India's banks face disaster from restructured loans
Restructured loans are failing to secure payments for massive debts and will instead balloon to a massive US$39 billion in the fiscal year ending March 2013.
This will represent a huge 71% jump from the US$23 million a year earlier, said Crisil Ltd., the Indian unit of Standard & Poor’s. That means that 5.7% of India’s total bank loans will have been restructured over a two-year period.
Bankers are wary that the rise in restructured loans will lead to deterioration in asset quality. This problem is particularly acute among i state-run lenders this year, including State Bank of India and Punjab National Bank.
Restructured loans give borrowers a moratorium on payments, longer maturities or lower interest rates. Existing guidelines allow banks to restructure loans for debtors who don’t have viable plans to improve cash flow, delaying the inevitable collapse, but saddling lenders with even more non-performing loans.
Crisil estimates that companies might default on as much as US$9.5 billion of restructured loans.
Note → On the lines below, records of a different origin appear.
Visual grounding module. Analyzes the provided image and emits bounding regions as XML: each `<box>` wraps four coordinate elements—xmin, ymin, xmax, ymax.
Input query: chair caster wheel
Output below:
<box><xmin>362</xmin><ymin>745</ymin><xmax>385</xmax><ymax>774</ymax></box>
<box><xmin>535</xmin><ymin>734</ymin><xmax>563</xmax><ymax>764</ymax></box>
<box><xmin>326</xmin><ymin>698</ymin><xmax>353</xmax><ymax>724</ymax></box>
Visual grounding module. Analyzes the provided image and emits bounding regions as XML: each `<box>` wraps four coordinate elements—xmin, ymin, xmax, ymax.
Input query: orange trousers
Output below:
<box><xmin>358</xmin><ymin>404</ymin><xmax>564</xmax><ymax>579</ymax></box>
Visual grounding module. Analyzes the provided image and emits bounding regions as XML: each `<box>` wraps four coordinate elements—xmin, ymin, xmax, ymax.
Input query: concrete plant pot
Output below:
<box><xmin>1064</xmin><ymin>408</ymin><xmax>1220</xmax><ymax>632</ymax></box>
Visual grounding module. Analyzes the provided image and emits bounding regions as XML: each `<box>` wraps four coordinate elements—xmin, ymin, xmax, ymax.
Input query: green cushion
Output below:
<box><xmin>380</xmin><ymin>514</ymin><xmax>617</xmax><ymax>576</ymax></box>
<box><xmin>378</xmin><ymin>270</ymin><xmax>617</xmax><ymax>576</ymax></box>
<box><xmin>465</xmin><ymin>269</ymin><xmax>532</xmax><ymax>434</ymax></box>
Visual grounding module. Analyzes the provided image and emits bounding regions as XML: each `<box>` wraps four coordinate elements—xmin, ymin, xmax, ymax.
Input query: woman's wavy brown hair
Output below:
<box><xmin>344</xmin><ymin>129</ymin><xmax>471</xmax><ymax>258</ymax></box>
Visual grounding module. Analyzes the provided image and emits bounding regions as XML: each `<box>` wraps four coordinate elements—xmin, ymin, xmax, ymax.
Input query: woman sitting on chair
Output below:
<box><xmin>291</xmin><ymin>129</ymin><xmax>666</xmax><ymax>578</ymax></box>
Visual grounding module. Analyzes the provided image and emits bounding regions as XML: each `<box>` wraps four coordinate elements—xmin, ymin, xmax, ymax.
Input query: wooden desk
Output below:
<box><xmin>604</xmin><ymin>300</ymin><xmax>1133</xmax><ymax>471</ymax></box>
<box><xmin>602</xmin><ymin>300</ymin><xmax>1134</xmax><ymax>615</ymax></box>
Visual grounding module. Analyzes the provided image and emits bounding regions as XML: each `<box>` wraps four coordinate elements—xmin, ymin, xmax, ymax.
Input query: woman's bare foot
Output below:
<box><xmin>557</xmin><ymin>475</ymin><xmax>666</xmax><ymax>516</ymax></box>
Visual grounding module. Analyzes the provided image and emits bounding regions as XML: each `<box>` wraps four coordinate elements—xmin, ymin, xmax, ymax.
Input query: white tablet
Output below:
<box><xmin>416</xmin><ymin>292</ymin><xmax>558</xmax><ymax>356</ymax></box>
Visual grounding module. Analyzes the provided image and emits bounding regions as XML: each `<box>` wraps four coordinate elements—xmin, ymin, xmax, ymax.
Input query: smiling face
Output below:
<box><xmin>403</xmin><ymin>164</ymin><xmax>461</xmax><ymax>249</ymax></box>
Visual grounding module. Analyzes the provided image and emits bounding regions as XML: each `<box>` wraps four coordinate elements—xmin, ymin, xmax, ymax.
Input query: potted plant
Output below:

The increase in the volume of restructured debt means that stressed assets, including restructured debt and gross nonperforming loans, may climb to a 12-year high of 11% of total loans for Indian banks in the year ending in March.
Restructured debt accounted for 5.9% of outstanding standard loans at state-controlled lenders as of the end of March, according to the RBI. The ratio was 1.08% on average for the biggest private-sector banks, including ICICI Bank Ltd. and HDFC Bank Ltd., and 0.14% for foreign lenders operating in India.